Following a successful prosecution by Vale of White Horse District Council, Wyldecrest Parks (Management) Limited, based in Harrow, Middlesex, have been fined £100,000 and ordered to pay more than £11,000 costs after being found guilty of breaching two planning enforcement notices.
The company had failed to comply with enforcement notices ordering them to remove a mobile home and associated concrete base, service connections, brick skirt and steps, from land at Bayworth Mobile Home Park, near Abingdon, which should have only been used as a car park.

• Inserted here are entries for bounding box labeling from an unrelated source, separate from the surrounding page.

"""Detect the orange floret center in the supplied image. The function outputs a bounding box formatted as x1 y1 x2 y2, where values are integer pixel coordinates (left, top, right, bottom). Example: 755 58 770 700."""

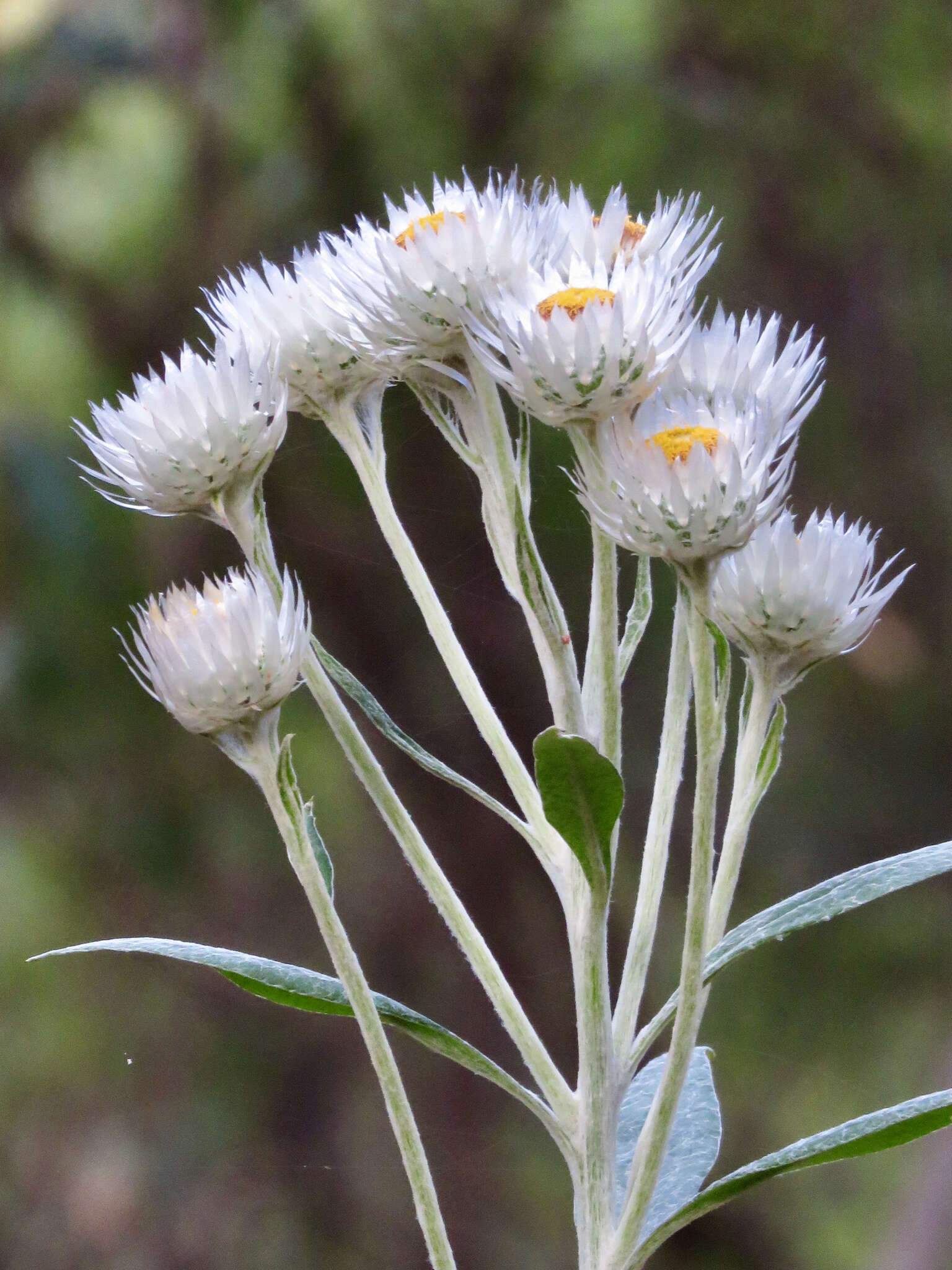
394 212 466 250
591 216 647 252
536 287 614 321
645 428 721 465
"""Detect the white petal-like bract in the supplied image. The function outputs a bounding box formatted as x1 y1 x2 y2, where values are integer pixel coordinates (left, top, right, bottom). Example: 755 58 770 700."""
206 255 379 414
76 340 287 515
578 394 796 564
712 512 909 687
127 569 310 733
665 303 824 442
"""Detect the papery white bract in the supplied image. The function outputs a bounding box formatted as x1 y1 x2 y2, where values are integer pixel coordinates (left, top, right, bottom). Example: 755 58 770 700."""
319 175 547 375
576 394 796 564
207 255 379 413
76 340 287 515
475 257 694 427
536 185 718 286
665 303 824 428
712 512 909 687
127 569 310 733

During the two day trial at Oxford Magistrates’ Court on 6 and 7 May, District Judge Rana heard how a mobile home had been sited at the Mobile Home Park without planning permission, and two enforcement notices were subsequently issued by Vale of White Horse District Council in November 2016 requiring the removal of the mobile home and associated works, with full compliance expected on or before 15 August 2018. By December 2019, the company had still failed to comply and carry out the required work.
Prior to the summons period in April 2015, unaware that the pitch was in breach of planning permission, a retired couple had purchased the unlawfully located mobile home and entered into a mobile home agreement with Wyldecrest Parks (Management) Limited to occupy the home. The company claimed that the couple’s residence prevented them from complying with the enforcement notices, as doing so would contravene the Mobile Homes Act which gives occupiers the right to ‘quiet enjoyment of the mobile home together with the pitch during the continuance of the agreement’.
In December 2019 the council became aware that the couple had left the site, but the mobile home and associated works had still not been removed. During the trial, the company claimed that the mobile home had new occupiers, however, even if this was the case, they failed to do anything to end the licence by application to the County Court, or to take any steps to end the mobile home agreement by consent with the new occupiers, and failed to tell the council that the mobile home remained occupied or by who. They were completely inactive.
The court heard that the company’s actions had been a deliberate breach of planning law; causing harm to the green belt. They had failed to respond to letters from the council or warnings regarding prosecution; they profited from site fees from this unlawful mobile home; and they wrongly put the blame on others for the situation.
In finding the company guilty of breaching the two planning enforcement notices, District Judge Rana accepted that, due to the Covid-19 pandemic, legislation had been brought in to ban evictions until further notice and as such there were limited actions available to the company from March 2020. However, this did not prevent dialogue with the new occupiers. She determined that this was a deliberate breach by the company who had tested the patience of the local authority, laid the blame at others and had failed to work with the Vale of White Horse District Council.
Suzanne Malcolm, Acting Deputy Chief Executive – Place, at Vale of White Horse District Council, said: “It’s very important that site owners comply with planning permission and only locate mobile homes on land where they have been granted permission. Carrying out unlawful work like this can risk damaging the local area and puts occupiers at a significant risk of losing their home. I’m therefore very pleased that the District Judge agreed that that this had been a serious breach and therefore issued a substantial fine and costs.”